Size düşen, aynı rahmetli Özal gibi,

aynı rahmetli Demirel gibi, onlara saygı göstermektir.

Bu kadar basit.

Bu ülkenin sanatçısıyla, bu milletin dinlediği müzikle uğraşacağınıza,

oturun kendi işinizi yapın.

Bu ülkenin sorunlarını, milletin dertlerini çözmenin peşinde koşun.

En azından giderayak, bu millete bir faydanız dokunsun.

Çünkü, er ya da geç, o sandık “gelcek”.

Ağlasanız da, sızlansanız da,

milletin başına bela ettiğiniz bu ucube sistem, geldiği gibi “gitçek”.

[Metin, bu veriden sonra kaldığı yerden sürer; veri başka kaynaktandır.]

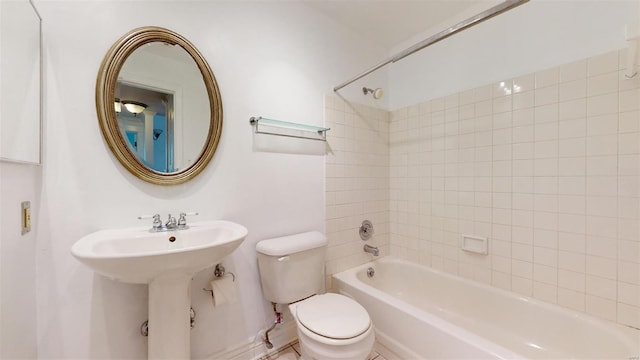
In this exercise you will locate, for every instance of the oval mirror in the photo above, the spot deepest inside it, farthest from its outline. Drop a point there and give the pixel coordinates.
(159, 106)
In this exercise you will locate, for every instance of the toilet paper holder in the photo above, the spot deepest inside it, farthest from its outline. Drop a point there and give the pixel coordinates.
(220, 272)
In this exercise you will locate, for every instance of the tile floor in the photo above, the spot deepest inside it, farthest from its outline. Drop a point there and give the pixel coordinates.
(292, 352)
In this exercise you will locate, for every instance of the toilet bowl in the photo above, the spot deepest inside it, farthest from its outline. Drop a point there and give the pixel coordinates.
(329, 326)
(332, 326)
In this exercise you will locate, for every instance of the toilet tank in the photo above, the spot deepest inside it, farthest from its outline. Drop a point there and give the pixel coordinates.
(292, 267)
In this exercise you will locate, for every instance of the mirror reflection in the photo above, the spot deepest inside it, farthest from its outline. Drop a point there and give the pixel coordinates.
(162, 107)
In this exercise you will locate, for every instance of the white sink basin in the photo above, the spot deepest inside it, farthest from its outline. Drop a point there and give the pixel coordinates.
(137, 255)
(166, 261)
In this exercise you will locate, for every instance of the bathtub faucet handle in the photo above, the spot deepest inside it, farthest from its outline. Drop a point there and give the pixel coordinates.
(371, 249)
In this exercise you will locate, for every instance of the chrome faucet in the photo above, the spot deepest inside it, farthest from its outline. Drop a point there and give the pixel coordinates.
(171, 224)
(371, 249)
(157, 223)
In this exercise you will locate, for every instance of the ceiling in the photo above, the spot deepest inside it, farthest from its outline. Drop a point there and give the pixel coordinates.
(390, 22)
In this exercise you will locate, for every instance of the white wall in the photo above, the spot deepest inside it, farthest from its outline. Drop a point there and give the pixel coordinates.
(270, 59)
(18, 183)
(537, 35)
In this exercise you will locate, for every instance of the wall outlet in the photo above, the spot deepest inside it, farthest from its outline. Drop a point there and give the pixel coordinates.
(26, 217)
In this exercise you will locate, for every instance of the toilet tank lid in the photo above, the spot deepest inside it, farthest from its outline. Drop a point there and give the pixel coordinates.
(291, 244)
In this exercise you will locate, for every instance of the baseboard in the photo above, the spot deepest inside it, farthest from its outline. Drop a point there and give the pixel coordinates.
(254, 348)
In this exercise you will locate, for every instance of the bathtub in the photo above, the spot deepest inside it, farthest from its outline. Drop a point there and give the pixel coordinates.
(421, 313)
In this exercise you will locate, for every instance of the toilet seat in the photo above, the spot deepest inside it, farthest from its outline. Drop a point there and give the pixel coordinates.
(333, 316)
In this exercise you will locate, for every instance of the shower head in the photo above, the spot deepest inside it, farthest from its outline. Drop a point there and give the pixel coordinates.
(377, 93)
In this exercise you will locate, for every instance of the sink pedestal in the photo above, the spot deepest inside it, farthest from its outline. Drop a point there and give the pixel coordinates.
(169, 318)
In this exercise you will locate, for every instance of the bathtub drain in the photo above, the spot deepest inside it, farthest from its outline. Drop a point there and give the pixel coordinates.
(370, 272)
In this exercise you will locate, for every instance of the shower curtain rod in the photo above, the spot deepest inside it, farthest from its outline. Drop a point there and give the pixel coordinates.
(463, 25)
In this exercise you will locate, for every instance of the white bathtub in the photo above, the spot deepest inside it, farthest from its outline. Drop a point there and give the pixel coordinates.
(421, 313)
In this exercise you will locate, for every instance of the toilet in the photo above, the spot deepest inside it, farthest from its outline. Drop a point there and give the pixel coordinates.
(329, 326)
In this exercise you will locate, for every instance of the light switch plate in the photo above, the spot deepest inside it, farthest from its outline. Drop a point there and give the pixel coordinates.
(26, 217)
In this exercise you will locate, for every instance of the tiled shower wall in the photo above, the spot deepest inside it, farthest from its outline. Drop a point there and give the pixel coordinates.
(545, 165)
(357, 181)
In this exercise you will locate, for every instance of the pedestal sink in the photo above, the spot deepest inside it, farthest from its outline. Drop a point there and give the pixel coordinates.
(166, 261)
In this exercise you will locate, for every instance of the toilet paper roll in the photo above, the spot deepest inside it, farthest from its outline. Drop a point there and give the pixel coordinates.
(223, 291)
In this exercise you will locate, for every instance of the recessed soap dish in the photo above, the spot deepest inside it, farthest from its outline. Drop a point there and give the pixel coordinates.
(475, 244)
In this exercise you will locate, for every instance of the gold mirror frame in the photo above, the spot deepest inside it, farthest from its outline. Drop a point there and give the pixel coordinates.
(105, 98)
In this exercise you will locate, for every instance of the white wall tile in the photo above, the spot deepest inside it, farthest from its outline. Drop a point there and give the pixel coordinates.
(546, 164)
(546, 78)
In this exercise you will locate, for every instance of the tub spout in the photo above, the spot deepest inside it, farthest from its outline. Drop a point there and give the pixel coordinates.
(371, 249)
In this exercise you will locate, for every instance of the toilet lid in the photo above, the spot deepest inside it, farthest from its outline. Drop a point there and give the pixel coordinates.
(334, 316)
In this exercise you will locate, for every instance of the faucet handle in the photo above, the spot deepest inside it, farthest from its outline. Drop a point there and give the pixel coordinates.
(157, 223)
(182, 221)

Siz isteseniz de, istemeseniz de, bu çile “bitçek”.

İYİ Parti yetkiyi aldığında,

milletimize reva gördüğünüz bu kabus, elbette “GEÇÇEK”.

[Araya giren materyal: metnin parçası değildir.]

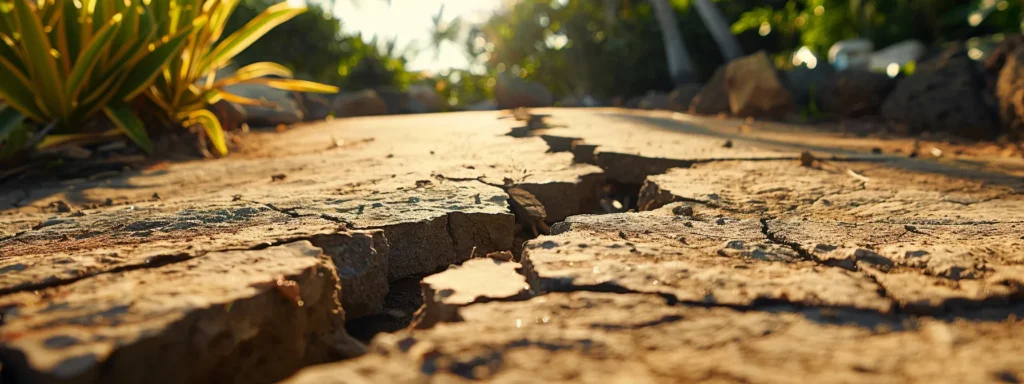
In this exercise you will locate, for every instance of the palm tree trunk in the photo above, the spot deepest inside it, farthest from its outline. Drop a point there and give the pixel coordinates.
(719, 29)
(680, 65)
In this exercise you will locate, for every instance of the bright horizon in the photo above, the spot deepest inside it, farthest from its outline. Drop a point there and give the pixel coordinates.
(411, 23)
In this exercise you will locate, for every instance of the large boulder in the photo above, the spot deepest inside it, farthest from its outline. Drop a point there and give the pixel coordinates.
(680, 98)
(279, 108)
(854, 93)
(424, 99)
(945, 94)
(805, 83)
(365, 102)
(713, 98)
(512, 92)
(1010, 93)
(754, 88)
(654, 100)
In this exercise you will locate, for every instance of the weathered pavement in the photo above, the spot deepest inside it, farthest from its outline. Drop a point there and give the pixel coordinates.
(740, 263)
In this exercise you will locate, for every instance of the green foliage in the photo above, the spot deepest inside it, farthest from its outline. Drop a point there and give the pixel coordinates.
(65, 61)
(189, 81)
(819, 24)
(314, 48)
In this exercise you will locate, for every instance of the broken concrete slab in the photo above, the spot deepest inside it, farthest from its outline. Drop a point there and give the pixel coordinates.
(361, 260)
(233, 316)
(604, 337)
(724, 261)
(852, 192)
(68, 247)
(476, 281)
(429, 224)
(954, 252)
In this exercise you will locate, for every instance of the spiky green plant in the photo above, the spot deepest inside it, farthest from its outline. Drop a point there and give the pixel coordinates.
(64, 61)
(189, 82)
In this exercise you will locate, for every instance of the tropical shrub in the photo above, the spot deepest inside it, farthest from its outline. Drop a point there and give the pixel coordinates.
(64, 61)
(189, 82)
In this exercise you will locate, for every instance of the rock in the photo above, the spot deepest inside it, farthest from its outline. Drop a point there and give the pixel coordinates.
(280, 109)
(230, 115)
(314, 107)
(591, 255)
(944, 94)
(654, 100)
(600, 337)
(805, 83)
(528, 210)
(754, 88)
(478, 280)
(1010, 93)
(365, 102)
(218, 318)
(854, 93)
(361, 261)
(424, 99)
(998, 56)
(900, 53)
(851, 54)
(713, 98)
(427, 227)
(891, 195)
(512, 92)
(396, 100)
(680, 98)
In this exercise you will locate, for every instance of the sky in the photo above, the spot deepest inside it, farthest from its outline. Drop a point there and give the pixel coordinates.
(411, 22)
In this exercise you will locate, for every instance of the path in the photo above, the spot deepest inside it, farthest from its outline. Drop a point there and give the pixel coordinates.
(747, 262)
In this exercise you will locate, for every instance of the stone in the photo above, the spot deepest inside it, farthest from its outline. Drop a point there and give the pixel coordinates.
(365, 102)
(654, 100)
(997, 57)
(427, 228)
(476, 281)
(806, 83)
(899, 53)
(512, 92)
(361, 261)
(736, 266)
(944, 94)
(595, 337)
(396, 100)
(855, 93)
(315, 107)
(713, 98)
(218, 318)
(891, 194)
(1010, 94)
(424, 99)
(230, 115)
(851, 54)
(681, 96)
(279, 107)
(754, 88)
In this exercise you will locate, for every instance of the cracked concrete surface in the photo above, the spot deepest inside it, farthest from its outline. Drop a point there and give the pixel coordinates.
(741, 265)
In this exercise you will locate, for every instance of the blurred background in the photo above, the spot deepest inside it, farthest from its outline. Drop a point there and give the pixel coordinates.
(598, 51)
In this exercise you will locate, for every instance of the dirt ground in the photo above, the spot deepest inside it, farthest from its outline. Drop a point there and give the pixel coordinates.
(642, 247)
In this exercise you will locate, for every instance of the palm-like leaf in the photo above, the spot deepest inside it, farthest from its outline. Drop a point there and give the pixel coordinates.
(66, 60)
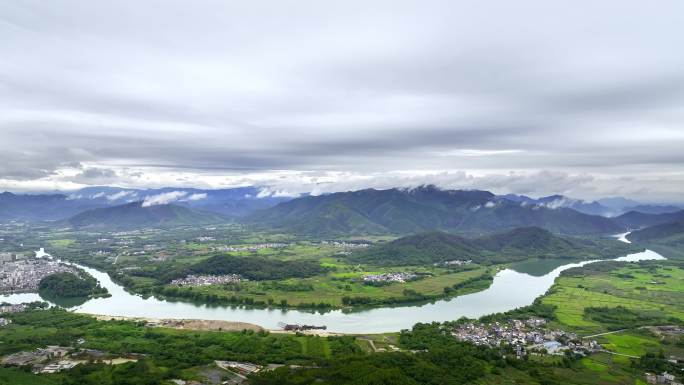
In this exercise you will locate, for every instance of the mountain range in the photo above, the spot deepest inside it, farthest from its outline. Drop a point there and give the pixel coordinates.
(392, 211)
(134, 215)
(234, 202)
(426, 208)
(517, 244)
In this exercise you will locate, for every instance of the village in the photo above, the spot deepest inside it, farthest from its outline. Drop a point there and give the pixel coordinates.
(204, 280)
(524, 336)
(251, 248)
(389, 277)
(23, 275)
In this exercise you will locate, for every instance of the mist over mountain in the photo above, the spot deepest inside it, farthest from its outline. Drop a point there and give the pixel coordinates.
(516, 244)
(426, 208)
(234, 202)
(636, 220)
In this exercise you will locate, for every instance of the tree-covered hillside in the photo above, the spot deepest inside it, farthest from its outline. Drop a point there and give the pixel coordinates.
(427, 208)
(514, 245)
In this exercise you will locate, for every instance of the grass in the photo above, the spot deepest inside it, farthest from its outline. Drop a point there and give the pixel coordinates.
(332, 287)
(16, 376)
(630, 343)
(61, 242)
(631, 286)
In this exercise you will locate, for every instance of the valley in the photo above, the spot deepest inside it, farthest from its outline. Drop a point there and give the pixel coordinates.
(526, 304)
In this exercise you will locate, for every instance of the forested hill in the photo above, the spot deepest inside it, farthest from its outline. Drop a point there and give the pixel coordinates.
(136, 215)
(427, 208)
(514, 245)
(635, 219)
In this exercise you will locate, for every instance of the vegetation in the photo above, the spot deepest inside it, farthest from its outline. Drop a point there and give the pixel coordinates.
(427, 208)
(255, 268)
(515, 245)
(585, 296)
(135, 215)
(667, 238)
(70, 285)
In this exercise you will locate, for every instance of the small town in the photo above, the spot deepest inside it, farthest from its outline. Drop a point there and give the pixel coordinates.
(204, 280)
(20, 276)
(528, 335)
(389, 277)
(251, 248)
(455, 262)
(346, 245)
(53, 358)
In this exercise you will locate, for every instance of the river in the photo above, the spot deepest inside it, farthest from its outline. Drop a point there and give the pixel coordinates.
(512, 288)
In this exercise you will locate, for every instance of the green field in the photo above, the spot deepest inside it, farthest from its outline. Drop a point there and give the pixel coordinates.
(650, 288)
(331, 288)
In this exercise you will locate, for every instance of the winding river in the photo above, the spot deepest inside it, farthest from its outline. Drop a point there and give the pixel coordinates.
(512, 288)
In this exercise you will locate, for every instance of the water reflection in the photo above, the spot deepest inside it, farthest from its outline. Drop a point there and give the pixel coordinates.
(512, 288)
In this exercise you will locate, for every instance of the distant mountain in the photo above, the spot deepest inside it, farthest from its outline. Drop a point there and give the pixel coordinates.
(636, 220)
(427, 208)
(654, 209)
(48, 207)
(665, 238)
(517, 244)
(659, 232)
(133, 215)
(618, 203)
(234, 202)
(561, 201)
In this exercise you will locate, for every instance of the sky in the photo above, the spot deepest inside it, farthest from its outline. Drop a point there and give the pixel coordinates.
(583, 98)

Değerli dava arkadaşlarım;

Ak Parti iktidarının, sanata gösterdiği bu agresif tavır,

iş, devletin kurumlarını arpalığa çevirmeye gelince,

yerini olağanüstü bir hoşgörü ve anlayışa bırakıyor…

Ak Parti iktidarının peşkeş treninin, son durağı PTT.

Biliyorsunuz, otoyol ve köprü geçişlerinde kullanılan HGS’nin,

satış ve tahsilat yetkisi, PTT’ye aittir.

Ama PTT, belli bir ücret karşılığında, bankalara da, HGS satış yetkisi verebilir.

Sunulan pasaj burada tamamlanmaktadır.